The first post to Facebook was the Peggys Cove sketch. She said the post had nearly 2,000 likes after only being posted for 12 hours.
"I still think it's really funny that I can do these little [sketches] from this toy that was just a joke gift and then now I'm getting that sort of response ... I'm still kind of in shock," she said.
There's quite a bit of detail in the sketches — from shadows on the lighthouse and clouds in the sky in the Peggys Cove image, to the trees and windows and sailboat in her Lunenburg waterfront creation.
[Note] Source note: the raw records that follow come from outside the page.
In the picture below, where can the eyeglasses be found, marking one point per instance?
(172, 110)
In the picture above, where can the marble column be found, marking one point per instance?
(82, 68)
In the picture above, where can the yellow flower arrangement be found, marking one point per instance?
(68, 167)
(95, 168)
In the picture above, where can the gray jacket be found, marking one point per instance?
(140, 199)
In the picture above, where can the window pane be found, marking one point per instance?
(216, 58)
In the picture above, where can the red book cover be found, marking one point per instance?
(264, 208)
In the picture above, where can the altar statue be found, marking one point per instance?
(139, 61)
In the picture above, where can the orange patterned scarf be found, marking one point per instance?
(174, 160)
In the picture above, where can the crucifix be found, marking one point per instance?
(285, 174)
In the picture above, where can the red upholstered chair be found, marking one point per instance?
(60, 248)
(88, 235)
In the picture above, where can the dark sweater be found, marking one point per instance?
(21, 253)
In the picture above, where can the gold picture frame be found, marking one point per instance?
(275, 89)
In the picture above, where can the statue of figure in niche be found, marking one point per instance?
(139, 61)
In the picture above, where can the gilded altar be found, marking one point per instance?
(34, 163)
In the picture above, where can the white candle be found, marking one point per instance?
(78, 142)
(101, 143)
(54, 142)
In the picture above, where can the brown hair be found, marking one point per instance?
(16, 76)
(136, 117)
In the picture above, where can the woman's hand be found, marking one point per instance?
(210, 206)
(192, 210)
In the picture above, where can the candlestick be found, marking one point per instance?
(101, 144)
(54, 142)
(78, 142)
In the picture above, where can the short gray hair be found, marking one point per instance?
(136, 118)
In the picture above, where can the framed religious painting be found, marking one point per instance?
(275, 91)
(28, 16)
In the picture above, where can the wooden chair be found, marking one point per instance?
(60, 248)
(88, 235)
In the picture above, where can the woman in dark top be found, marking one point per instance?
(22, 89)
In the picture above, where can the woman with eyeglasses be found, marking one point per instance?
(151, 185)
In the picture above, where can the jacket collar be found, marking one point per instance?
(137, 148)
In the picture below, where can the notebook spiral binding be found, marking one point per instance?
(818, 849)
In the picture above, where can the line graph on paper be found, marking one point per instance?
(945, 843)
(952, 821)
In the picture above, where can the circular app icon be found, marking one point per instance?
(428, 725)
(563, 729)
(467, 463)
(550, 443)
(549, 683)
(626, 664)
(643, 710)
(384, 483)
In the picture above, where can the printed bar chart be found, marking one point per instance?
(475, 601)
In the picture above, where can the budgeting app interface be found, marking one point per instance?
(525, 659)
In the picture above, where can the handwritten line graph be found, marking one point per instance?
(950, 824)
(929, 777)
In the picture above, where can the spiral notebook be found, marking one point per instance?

"It's interesting, the more detail you put in, the more mistakes you can make," Murray said. "Obviously, there's always a point where once you make a mistake, that's that — you can't erase a section of it or anything."
"But once you start making the lines a bit thicker and adding in more swirls and stuff ... you can go back and cover it up and maybe even make it into something it wasn't originally meant to be."
The sketch of Peggys Cove took two hours, while the sketch of the Lunenburg waterfront took three hours, Murray said.
Murray takes photos of her sketches and then she shakes her Etch A Sketch to get rid of the drawing. She said erasing the work is surprisingly painless.
'Stuff is just stuff'
"Because I can take a picture of it, I'm not too concerned with it. That's something my mom always taught me, stuff is just stuff," she said.
At the time of the interview, Murray said she hadn't erased the Lunenburg waterfront sketch "just because there was so much interest in it," but she added she's "getting really antsy to shake it."
Murray said she would next like to sketch Mahone Bay's Three Churches.